Whittier thus describes the scene of breaking out the winter roads in
his _Snow-Bound_:--
"Next morn we wakened with the shout
Of merry voices high and clear;
And saw the teamsters drawing near
To break the drifted highways out.
Down the long hillside treading slow
We saw the half-buried oxen go,
Shaking the snow from heads uptost,
Their straining nostrils white with frost.

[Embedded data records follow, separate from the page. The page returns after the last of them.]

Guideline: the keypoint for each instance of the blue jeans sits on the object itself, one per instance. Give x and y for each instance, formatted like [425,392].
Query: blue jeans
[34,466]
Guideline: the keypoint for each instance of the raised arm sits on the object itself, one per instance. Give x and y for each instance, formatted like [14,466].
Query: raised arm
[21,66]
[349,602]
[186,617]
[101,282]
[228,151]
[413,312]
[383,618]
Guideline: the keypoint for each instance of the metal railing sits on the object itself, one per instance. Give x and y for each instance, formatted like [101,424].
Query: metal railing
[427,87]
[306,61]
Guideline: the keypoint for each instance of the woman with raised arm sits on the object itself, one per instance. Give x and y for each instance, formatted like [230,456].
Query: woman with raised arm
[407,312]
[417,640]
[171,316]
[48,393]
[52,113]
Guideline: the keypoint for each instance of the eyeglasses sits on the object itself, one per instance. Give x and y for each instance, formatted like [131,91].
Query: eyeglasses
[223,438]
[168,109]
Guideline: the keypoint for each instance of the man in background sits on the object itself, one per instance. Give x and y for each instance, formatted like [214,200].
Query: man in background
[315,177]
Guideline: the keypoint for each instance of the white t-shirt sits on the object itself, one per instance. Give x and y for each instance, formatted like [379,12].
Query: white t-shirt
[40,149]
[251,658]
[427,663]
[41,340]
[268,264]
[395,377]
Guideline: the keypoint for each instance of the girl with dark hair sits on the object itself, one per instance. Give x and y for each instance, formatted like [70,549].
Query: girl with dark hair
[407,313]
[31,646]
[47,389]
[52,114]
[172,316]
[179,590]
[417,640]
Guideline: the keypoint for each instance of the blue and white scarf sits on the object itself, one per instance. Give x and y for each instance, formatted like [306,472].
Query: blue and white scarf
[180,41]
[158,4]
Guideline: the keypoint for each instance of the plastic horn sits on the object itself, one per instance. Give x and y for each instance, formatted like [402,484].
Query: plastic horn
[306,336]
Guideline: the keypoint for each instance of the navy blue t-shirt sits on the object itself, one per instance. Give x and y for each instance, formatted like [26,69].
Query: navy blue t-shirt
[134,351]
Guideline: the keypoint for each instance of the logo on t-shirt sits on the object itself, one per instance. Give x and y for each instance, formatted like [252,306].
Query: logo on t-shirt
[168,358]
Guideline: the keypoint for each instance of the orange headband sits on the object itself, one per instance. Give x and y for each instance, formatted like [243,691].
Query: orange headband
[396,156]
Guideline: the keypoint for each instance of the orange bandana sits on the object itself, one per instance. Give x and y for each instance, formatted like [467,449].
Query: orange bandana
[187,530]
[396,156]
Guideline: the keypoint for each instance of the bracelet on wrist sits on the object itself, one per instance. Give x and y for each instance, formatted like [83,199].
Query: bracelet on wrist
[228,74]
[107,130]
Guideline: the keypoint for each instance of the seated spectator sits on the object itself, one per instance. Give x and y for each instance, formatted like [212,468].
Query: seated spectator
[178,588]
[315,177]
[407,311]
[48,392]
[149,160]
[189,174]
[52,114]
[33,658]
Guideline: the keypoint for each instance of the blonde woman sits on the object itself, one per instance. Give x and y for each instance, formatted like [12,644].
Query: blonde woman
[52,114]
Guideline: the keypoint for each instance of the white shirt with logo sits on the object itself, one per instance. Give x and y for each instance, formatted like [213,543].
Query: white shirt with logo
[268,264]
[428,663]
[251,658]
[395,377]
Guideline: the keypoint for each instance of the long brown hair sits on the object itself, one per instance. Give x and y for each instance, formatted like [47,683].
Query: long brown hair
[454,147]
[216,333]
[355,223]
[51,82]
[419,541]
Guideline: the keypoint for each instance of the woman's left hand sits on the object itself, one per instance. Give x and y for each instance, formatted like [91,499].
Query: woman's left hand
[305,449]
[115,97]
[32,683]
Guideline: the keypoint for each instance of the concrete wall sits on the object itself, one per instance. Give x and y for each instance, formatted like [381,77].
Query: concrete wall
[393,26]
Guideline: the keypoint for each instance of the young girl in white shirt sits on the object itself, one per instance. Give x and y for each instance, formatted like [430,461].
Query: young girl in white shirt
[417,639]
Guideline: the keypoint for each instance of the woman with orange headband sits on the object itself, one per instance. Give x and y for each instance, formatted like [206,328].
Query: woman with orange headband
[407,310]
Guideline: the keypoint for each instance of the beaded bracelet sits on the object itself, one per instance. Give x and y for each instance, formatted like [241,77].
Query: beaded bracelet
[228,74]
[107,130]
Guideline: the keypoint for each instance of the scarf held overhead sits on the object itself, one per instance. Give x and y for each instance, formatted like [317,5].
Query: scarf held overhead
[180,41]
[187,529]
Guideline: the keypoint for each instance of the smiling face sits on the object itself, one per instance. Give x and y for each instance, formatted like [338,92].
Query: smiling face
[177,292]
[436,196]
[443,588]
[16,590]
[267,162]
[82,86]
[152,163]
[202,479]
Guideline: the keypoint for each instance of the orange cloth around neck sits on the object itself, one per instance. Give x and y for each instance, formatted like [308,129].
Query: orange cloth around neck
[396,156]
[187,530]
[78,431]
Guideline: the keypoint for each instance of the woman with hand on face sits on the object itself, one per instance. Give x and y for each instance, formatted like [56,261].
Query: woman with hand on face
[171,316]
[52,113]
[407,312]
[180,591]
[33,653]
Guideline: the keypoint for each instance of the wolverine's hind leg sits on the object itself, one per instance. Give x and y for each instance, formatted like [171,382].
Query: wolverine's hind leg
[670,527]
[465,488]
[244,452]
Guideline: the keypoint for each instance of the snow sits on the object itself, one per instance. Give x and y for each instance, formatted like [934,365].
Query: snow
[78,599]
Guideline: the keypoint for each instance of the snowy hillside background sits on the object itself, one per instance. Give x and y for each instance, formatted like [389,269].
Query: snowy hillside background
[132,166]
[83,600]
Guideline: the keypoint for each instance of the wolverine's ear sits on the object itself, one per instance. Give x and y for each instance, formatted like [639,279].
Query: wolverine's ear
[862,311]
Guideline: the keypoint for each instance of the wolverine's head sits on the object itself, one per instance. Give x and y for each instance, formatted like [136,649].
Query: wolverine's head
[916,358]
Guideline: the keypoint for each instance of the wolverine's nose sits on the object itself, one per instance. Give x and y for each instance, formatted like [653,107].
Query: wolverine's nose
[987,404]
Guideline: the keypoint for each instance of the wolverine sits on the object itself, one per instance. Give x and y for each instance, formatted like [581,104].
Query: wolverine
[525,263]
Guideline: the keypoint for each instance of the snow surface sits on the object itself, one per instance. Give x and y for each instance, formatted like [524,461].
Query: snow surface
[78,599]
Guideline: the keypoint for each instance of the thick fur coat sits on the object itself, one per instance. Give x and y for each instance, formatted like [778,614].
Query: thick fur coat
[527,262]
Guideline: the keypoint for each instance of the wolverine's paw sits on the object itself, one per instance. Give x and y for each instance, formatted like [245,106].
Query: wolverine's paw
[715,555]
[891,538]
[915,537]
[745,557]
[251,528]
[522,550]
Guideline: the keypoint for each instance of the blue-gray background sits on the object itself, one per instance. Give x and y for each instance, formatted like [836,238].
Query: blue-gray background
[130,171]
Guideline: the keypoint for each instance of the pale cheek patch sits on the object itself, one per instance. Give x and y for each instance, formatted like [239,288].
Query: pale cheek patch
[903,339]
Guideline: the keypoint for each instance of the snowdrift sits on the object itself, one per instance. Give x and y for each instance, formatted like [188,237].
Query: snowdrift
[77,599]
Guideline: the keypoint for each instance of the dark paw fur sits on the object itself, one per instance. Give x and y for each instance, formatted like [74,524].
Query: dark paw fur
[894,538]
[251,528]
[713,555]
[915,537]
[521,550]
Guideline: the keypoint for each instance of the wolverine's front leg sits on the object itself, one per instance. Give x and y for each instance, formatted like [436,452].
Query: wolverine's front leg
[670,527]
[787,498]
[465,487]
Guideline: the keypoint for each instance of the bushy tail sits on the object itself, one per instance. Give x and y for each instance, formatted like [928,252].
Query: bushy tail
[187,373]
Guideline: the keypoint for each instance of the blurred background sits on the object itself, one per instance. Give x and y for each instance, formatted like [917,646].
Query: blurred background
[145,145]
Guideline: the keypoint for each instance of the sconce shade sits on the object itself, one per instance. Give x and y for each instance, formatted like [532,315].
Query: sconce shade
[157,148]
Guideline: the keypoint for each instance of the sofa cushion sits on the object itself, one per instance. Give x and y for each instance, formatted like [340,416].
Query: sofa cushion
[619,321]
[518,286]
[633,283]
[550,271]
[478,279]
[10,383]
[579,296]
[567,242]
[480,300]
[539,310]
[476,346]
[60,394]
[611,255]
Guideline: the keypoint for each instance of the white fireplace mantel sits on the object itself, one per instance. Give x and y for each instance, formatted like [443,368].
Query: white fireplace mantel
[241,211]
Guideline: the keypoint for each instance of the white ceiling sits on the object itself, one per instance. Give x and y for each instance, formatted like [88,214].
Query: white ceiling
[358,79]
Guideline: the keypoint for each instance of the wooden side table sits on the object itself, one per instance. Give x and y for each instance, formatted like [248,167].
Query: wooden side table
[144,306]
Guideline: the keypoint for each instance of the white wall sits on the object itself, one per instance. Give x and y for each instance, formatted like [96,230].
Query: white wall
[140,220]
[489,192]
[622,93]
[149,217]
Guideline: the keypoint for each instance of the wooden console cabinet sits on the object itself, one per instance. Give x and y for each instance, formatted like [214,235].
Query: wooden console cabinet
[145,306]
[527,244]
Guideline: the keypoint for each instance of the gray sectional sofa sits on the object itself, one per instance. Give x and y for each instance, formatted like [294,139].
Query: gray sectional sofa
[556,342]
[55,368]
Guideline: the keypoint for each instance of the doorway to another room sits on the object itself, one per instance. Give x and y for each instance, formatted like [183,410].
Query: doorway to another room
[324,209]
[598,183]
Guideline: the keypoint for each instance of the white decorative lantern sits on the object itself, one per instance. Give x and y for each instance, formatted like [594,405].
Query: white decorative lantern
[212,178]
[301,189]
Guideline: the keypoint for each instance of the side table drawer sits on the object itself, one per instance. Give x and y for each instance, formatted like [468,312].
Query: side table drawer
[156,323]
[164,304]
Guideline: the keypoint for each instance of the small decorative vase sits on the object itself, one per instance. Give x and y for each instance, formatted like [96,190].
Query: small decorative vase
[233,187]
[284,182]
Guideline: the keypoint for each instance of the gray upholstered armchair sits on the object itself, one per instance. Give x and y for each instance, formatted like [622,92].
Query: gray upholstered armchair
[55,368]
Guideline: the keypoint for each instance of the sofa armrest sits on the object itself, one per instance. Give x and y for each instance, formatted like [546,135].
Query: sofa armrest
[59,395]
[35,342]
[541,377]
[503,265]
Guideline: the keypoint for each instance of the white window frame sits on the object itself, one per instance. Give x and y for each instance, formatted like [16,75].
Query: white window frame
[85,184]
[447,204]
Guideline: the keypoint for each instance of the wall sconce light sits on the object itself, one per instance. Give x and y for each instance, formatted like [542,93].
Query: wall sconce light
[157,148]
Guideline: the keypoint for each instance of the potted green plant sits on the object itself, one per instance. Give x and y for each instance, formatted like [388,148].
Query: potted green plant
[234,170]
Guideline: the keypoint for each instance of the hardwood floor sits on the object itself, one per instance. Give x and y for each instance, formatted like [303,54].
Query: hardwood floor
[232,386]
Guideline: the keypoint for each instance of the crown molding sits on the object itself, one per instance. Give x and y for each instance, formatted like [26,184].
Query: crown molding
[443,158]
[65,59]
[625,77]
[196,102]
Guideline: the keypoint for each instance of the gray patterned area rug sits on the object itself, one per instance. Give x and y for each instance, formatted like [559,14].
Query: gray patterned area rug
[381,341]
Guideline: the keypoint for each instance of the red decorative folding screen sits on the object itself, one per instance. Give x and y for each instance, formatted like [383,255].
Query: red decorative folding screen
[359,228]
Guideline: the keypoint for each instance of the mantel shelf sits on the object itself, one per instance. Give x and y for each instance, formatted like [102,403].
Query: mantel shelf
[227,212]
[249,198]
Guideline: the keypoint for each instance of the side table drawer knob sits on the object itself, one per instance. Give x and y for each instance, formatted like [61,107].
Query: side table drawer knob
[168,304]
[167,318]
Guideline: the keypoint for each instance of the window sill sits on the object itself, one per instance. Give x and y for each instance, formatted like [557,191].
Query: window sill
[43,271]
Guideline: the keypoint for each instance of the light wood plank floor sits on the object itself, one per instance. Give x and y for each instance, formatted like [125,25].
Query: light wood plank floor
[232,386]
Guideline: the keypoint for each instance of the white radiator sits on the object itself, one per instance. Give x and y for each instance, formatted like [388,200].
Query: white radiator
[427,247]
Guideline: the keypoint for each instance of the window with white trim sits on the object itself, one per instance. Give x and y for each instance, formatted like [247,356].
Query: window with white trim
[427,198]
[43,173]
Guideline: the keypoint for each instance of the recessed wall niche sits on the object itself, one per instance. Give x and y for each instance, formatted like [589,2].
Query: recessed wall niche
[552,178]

Before our door the straggling train
Drew up, an added team to gain.
The elders threshed their hands a-cold,
Passed, with the cider mug, their jokes
From lip to lip."
Thus are the white snow-waste and the drifted roads turned by cheerful
cooeperation into a midwinter visiting where every neighbor can exchange
greetings with the other, young and old. For of course school does not
keep, and the boys crowd on the snow-plough or try their new snowshoes,
and the men of the various families who do not go with the oxen hitch up
the sleighs, pods, and pungs and follow the snow-plough, and the young
men send a volley of snowballs against every house where any fair maid
lives. And at the tavern in the afternoon is a great sight, greater in
ante-temperance days than now: scores of yoke of oxen at the door, the
horse-sheds full of horses and sleighs, all the lads and men of the
township within. There is rivalry in the method of breaking. One
road-master always used a snow-plough; another lashed an ordinary plough
on either side of a narrow ox-sled; a third used a coarse harrow
weighted down with a group of standing boys. This broke up the drifts in
a wonderful manner. The deeper drifts often have to be shovelled out
partly by hand. After the road to the tavern is broken, the road to the
school-house, the doctor's house, and the meeting-house come next.